現実と向きあう教育学
教育科学研究会のメンバーがつくった新刊を読んで。たしかに、貧困、荒れ、暴力、上からの「教育改革」――いま教育の現場、教師たち、そして子どもたちが直面している現実は多岐にわたる。このさまざまな困難を、「教室でおきていること」「子どもたちを取り巻く現実」「子ども理解と教育実践」「学習指導と学力」「教師の困難と成長」「地域と学校」「現代の日本社会と教育改革」という多角的な視点から読み解き、教師のはたすべき役割をさぐろうというのが本書のねらいなのだ。
だけれども、この本に対しては、現実は、そんなもんじゃない、本当に現実に向き合っているのかという批判が聞こえるかもしれない。たしかに、現実の教育や子どもをめぐる困難のなかでも、大きなウエイトをしめると言っていい、後期中等教育期の問題にさいている紙数は少ない。いじめや不登校、引きこもりや高校中退という問題にへの接近は少ない。民主的な教育研究団体を代表する教科研ではあるけれども、現実に起こっている問題をすべて引き受けるのはなかなか困難ではある。
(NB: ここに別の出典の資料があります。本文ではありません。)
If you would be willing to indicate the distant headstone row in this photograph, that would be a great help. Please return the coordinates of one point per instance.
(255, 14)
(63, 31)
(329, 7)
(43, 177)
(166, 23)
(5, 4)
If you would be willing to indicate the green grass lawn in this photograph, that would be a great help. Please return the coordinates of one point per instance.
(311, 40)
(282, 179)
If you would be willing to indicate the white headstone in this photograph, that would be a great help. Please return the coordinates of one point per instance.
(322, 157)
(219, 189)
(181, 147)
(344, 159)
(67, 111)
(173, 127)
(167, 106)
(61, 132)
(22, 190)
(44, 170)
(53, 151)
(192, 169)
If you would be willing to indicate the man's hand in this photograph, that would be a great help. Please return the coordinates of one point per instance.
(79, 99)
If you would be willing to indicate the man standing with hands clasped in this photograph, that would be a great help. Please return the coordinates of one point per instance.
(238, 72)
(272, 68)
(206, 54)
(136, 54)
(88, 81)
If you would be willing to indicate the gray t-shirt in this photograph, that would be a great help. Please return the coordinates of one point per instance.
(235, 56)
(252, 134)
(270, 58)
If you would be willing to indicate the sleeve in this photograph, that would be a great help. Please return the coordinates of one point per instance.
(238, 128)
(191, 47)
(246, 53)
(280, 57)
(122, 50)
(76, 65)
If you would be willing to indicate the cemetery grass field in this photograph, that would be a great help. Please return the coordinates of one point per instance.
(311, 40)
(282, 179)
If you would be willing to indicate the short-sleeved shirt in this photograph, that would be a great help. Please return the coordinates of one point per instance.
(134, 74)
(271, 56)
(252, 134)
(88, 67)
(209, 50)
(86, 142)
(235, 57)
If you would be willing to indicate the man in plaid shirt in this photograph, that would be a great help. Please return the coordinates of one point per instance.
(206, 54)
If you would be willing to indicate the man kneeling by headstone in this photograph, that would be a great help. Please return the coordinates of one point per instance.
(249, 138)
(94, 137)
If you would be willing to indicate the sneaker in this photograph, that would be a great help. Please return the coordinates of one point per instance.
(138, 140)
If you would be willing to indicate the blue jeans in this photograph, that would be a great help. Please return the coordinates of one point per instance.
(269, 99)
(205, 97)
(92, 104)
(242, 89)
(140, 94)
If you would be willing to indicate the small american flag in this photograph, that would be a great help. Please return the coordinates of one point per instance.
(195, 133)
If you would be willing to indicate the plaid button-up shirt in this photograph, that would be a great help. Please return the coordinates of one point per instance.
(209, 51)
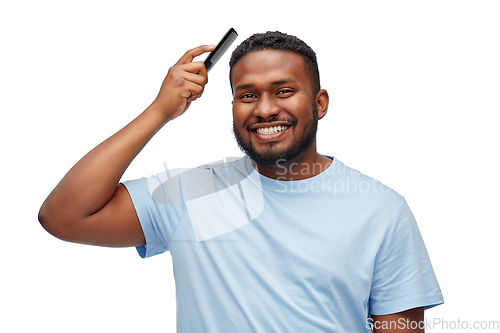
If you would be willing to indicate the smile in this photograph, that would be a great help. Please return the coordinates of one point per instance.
(271, 130)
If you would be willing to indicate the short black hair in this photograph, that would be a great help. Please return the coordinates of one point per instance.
(275, 40)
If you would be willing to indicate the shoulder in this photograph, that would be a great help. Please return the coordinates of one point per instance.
(352, 183)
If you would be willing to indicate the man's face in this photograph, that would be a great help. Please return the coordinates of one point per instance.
(274, 109)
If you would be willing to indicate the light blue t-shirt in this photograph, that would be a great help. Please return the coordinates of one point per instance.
(254, 254)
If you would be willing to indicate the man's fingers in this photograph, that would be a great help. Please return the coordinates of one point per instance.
(193, 53)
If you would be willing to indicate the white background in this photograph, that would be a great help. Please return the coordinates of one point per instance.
(414, 89)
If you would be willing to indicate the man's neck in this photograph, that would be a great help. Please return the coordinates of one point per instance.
(302, 167)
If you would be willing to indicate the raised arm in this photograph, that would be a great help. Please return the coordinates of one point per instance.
(88, 205)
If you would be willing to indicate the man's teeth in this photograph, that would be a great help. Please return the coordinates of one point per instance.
(271, 130)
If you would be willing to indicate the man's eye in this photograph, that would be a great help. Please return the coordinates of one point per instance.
(285, 92)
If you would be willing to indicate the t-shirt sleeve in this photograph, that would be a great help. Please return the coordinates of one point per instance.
(160, 209)
(403, 277)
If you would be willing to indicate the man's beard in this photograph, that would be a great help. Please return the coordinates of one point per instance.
(271, 156)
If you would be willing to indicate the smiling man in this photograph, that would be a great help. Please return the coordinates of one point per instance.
(282, 240)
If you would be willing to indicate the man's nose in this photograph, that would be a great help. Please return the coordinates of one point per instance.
(266, 107)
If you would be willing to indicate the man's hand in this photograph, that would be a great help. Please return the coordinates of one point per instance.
(183, 84)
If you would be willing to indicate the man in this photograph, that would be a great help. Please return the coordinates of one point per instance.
(282, 240)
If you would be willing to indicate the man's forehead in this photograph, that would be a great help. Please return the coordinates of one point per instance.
(279, 67)
(244, 86)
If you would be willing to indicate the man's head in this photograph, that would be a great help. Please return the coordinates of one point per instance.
(277, 99)
(282, 42)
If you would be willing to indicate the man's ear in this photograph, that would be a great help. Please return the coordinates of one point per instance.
(322, 100)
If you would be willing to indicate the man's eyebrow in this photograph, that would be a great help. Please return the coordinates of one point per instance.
(244, 86)
(284, 81)
(275, 83)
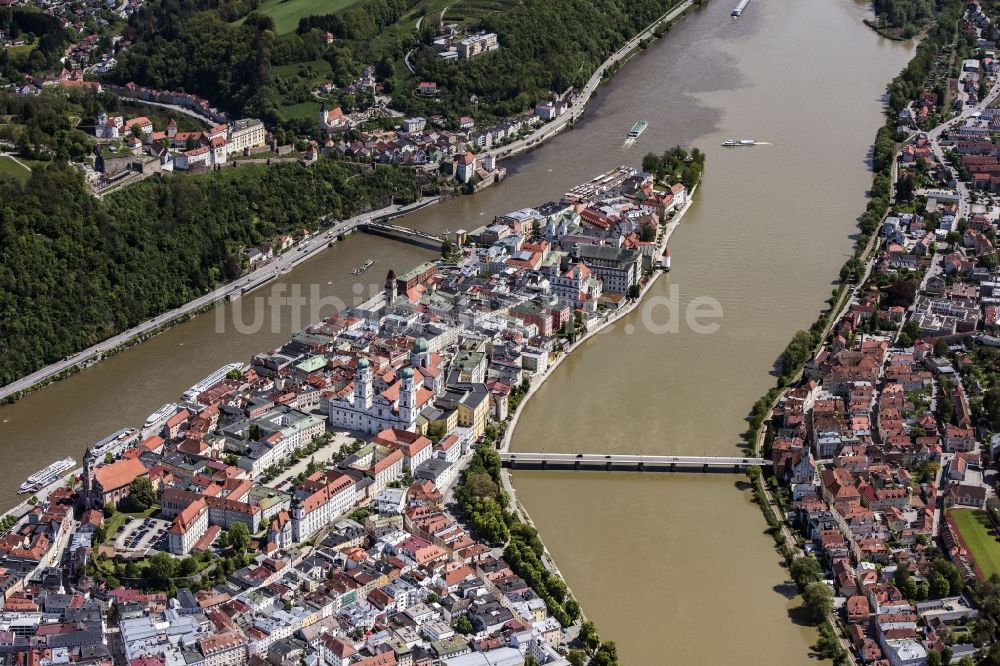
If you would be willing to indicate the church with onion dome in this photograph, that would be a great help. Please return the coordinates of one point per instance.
(361, 408)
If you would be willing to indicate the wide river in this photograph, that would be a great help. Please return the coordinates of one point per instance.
(674, 568)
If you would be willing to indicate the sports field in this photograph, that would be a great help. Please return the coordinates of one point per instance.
(286, 13)
(976, 532)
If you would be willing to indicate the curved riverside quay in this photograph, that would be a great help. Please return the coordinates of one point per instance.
(675, 568)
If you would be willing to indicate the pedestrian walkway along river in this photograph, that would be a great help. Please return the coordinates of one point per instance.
(674, 567)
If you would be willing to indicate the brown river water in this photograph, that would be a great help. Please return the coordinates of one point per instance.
(674, 568)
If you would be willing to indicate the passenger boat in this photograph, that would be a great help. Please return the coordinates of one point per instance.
(158, 418)
(191, 395)
(363, 267)
(46, 476)
(637, 129)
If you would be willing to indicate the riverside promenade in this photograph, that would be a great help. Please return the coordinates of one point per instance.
(309, 247)
(549, 130)
(595, 328)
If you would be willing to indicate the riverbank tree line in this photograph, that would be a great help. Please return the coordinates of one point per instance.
(546, 46)
(486, 508)
(78, 270)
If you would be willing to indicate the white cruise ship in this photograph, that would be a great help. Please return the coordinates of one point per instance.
(191, 395)
(46, 476)
(157, 419)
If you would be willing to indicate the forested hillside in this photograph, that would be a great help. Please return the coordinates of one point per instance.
(76, 270)
(546, 45)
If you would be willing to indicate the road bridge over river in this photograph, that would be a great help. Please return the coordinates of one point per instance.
(626, 462)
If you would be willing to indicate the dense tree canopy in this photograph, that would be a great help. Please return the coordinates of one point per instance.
(77, 270)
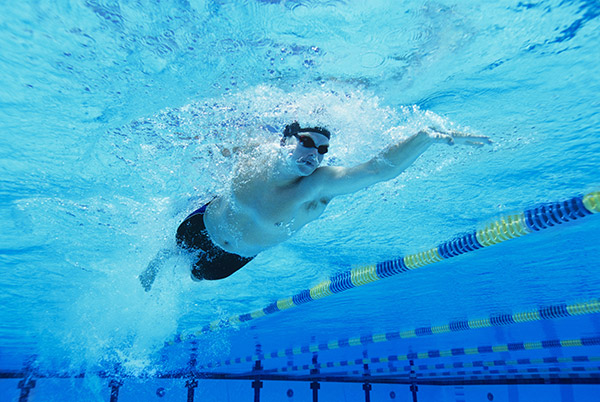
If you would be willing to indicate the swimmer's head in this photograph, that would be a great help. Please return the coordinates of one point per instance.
(312, 145)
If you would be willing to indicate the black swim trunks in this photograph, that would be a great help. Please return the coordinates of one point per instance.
(213, 262)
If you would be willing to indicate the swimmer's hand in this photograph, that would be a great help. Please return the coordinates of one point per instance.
(455, 137)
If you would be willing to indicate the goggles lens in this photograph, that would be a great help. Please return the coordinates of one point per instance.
(308, 142)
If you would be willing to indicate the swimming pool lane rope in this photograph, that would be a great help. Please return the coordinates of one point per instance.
(507, 227)
(497, 320)
(512, 347)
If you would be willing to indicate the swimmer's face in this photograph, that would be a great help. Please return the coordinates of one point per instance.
(310, 151)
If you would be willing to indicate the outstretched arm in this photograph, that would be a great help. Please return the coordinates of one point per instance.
(390, 162)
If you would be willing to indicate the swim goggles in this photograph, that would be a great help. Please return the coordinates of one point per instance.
(308, 142)
(292, 130)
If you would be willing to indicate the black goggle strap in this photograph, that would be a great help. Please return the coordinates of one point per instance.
(308, 142)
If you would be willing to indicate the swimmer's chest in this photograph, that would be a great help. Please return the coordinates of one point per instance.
(282, 206)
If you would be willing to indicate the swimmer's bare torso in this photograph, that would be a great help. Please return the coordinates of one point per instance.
(272, 200)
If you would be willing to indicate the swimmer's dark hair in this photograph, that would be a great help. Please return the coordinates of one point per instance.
(292, 130)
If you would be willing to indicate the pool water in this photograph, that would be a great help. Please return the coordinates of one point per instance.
(113, 116)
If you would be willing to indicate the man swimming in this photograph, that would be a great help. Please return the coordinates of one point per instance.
(269, 202)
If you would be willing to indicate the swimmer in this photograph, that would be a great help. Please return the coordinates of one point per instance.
(270, 202)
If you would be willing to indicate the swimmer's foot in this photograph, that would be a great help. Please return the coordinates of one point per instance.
(148, 277)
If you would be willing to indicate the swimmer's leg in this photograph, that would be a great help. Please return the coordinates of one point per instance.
(149, 275)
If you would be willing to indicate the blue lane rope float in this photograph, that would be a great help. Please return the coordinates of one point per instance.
(461, 352)
(554, 311)
(488, 374)
(507, 227)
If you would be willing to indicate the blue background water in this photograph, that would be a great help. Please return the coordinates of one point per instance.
(112, 114)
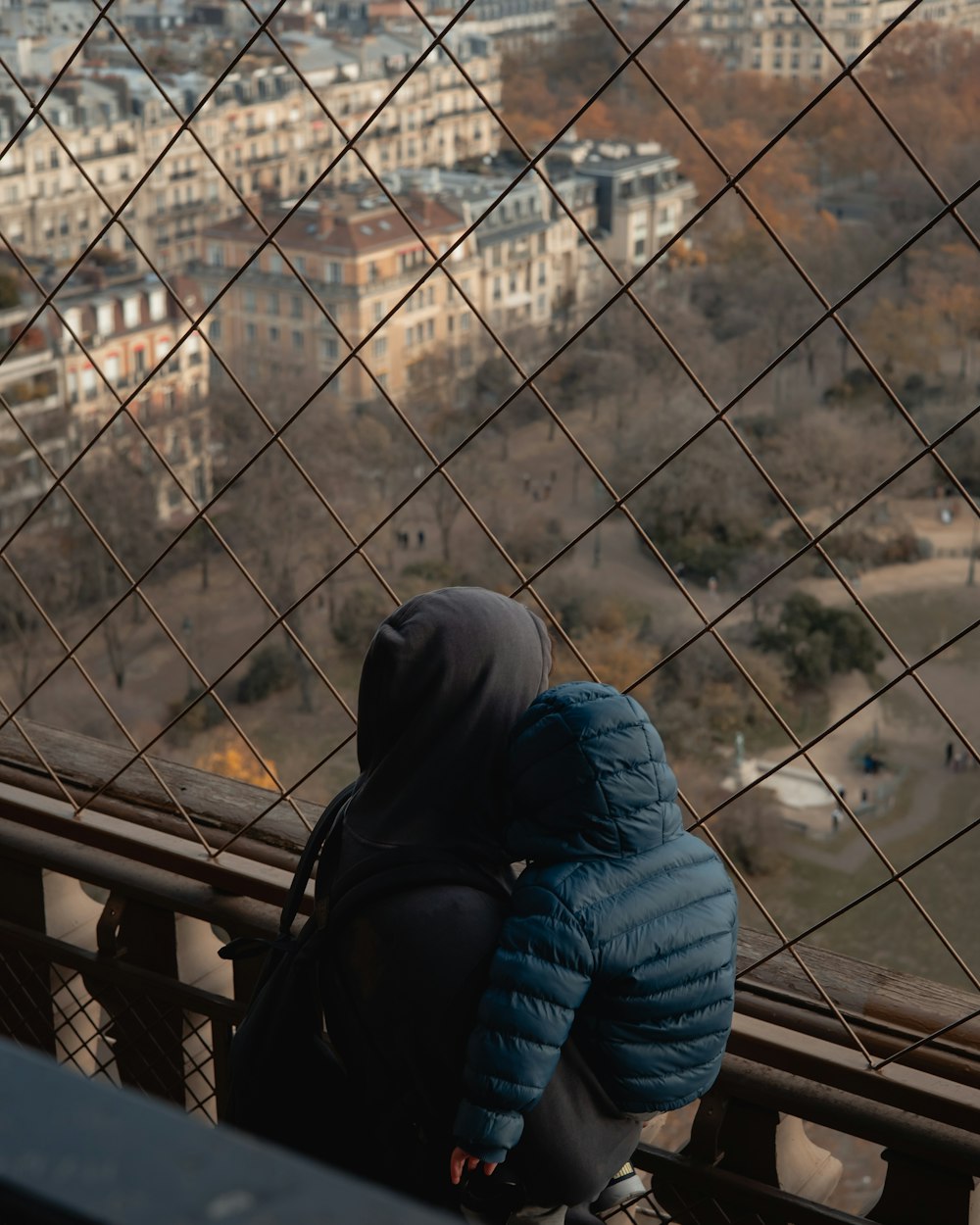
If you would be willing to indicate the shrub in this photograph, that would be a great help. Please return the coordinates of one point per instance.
(359, 616)
(270, 670)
ただ、そうであっても、書かれている論文の優劣があっても、やっぱり読んでいて、おもしろい。教師たちが現場で、悩みながら子どもと向き合う実践リポートが心を打つ。とくに冒頭の2本は秀逸。そして現場の実践が直面する課題にこたえる研究者の探究には、”あっ、そういうことだったのか”という新しい発見もある。1つひとつの論文に、かならず光るものがある。佐藤広美さんの論考のように、自身が現実に向き合う、思い悩む気持ちまで伝わってくるものもある。
教師をめざす人だけでなく、教育に関心ある人に、希望を語りかける一冊だと思う。